No estaba tan equivocado el director de la revista Antena, donde yo trabajaba, al relacionar a Piazzolla con el rock. Pero lo estaba, y mucho, al suponer que le iba a preguntar toda esa sarta de pavadas a un genio. Es como tener a Frank Zappa delante tuyo y preguntarle por qué se dejó el bigote. No había Internet en esa época, ni mucho menos teléfonos inteligentes. Lo que yo sabía de Astor lo sabía porque un día se me dio por escuchar la Suite Troileana. Sí lo conocía de nombre y había escuchado mil veces sus clásicos mas “comerciales”, como Balada para un loco o La bicicleta blanca. Pero este álbum era otra cosa.

Ahí se entendía todo, como si fuese un insight fulminante. En aquel momento, Astor estaba haciendo música progresiva de la mejor cosecha. ¿Tango progresivo? Era como si el grupo de rock italiano Premiata Fornería Marconi tuviera un bandoneonista de frontman…

Piazzolla nació para incomodar. Para joder a todos los chitrulos que creen que la vida es algo seguro y amable. Que en la comodidad está la solución. El tipo sentía auténtica curiosidad por la música en cualquiera de sus variantes. Entonces iba, la estudiaba, la hacía suya y cuando todos pensábamos que había encontrado la fórmula, él la rompía a martillazos y se iba a buscar algo nuevo. Atrás, quedaban los escombros. Y las viudas llorando.

Piazzolla era como los habitantes de esos pequeños pueblos de la antigüedad que cuando sabían que iban a ser invadidos por hordas bárbaras, quemaban sus propias casas, cruzaban a la otra orilla e incendiaban sus puentes. Como para no volver atrás. Por eso era tan odiado. Porque uno odia lo que sabe que jamás podrá entender. Y a ese odio lo genera el miedo. Miedo a comprender que Piazzolla hay uno sólo. Ni yo, ni vos, ni aquel, nunca. Sólo Astor.

Él había desarrollado una herramienta muy útil para moverse en esta jungla de ignorancia: el humor. ¡Pero, guarda! El bien pesado. Piazzolla no se bancaba a los blanditos del tango, ni a los que hacían “música de calesita”.

Por eso una vuelta, esperando para tocar en un club de barrio después de la orquesta de Alfredo De Angelis, se mataba de la risa mezclado con el público viendo como a De Angelis el bandoneón se le iba desbaratando por partes, hasta terminar desparramado por el piso.
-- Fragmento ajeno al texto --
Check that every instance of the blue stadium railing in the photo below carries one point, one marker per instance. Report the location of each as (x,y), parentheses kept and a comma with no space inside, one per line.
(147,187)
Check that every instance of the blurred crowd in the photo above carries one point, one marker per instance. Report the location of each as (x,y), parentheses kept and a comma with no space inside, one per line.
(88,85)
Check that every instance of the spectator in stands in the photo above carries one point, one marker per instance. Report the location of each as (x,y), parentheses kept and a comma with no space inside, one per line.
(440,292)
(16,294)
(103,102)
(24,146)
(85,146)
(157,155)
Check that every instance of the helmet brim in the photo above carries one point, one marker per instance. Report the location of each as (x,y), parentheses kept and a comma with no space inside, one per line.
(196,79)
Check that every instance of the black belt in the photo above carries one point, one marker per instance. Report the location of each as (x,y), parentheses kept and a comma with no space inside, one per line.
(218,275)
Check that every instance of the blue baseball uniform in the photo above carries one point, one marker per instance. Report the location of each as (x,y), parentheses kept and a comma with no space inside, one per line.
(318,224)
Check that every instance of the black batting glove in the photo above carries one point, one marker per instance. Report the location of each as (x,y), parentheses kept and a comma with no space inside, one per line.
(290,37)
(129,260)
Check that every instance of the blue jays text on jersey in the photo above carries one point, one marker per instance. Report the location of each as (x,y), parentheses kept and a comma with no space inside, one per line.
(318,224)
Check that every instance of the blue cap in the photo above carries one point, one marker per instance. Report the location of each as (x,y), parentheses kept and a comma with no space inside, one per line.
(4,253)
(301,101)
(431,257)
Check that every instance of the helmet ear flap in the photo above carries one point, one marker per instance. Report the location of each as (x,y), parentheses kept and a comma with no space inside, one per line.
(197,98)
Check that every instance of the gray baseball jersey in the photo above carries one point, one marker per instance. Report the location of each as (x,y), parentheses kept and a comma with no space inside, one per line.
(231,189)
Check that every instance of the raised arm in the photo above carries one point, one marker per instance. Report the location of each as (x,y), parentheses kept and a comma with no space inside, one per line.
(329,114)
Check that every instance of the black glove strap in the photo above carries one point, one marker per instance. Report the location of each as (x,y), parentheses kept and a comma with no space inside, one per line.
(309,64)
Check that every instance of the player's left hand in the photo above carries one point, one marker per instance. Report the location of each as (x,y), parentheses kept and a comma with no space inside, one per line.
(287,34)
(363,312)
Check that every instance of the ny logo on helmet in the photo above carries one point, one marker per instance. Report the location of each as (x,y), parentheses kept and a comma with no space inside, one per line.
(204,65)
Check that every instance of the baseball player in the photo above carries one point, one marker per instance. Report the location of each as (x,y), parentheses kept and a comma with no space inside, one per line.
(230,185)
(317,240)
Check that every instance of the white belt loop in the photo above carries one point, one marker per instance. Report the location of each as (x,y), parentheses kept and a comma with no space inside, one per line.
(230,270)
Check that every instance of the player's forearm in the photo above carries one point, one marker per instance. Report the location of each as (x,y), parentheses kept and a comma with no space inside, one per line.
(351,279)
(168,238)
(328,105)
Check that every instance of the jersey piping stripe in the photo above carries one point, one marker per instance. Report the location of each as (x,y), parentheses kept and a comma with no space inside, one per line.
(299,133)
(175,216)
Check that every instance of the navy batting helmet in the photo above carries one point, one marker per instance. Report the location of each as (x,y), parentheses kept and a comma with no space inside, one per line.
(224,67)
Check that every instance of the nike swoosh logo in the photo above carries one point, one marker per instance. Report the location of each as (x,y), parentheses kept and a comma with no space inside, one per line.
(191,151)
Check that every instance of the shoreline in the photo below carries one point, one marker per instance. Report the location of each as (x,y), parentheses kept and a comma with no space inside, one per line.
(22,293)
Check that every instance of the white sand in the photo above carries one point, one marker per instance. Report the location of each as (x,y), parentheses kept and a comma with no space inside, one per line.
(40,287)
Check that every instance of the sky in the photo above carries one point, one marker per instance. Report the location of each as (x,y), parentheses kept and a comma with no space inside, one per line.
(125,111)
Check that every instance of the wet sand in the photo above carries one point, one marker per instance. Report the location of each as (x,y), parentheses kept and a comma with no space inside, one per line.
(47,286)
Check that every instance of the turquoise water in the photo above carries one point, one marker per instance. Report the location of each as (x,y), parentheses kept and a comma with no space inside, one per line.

Astor le había aflojado todos los tornillos.

Lo raro era que esa audacia suya, esa desfachatez, esa bravuconería, era el gran truco que usaba el marplatense para ocultar su tremenda, desmedida e irresoluta timidez. Anécdotas al respecto abundan, pero sólo vamos a evocar una para entender el nivel de ese complejo en su perfil psicológico. En 1959 Piazzolla se encontraba en Nueva York. Por esos días también estaba en la ciudad Igor Stravinsky. (Mientras escribo Igor-Stra-vins-ky pasa un auto escupiendo reguetón al mango. Háblenme luego de Stephen King).

El asunto es que el entonces secretario de la embajada argentina ante la Organización de Naciones Unidas en la ciudad era el escritor y diplomático de nombre Albino Gómez, quien tenía el encargo de organizar una vernissage para la escritora Victoria Ocampo, amiga de Igor Stravinsky.

Enterado de que iba a asistir el encumbrado compositor de La consagración de la Primavera y sabiendo que Piazzolla se moría por conocerlo, Gómez no tuvo mejor idea que llamarlo, para invitarlo al ágape con la promesa de presentarle al relevante compositor y director ruso, al que sus detractores lo acusaban de “vivir en el futuro”. ¿Les suena?

Astor escuchó a su amigo al teléfono y lo mandó a “vender ballenitas en el subte”. Pero Albino volvió a llamarlo y le aconsejó concurrir. Finalmente el día llegó y ahí estaban: diplomáticos, periodistas, la Ocampo y, también, el enorme Stravinsky.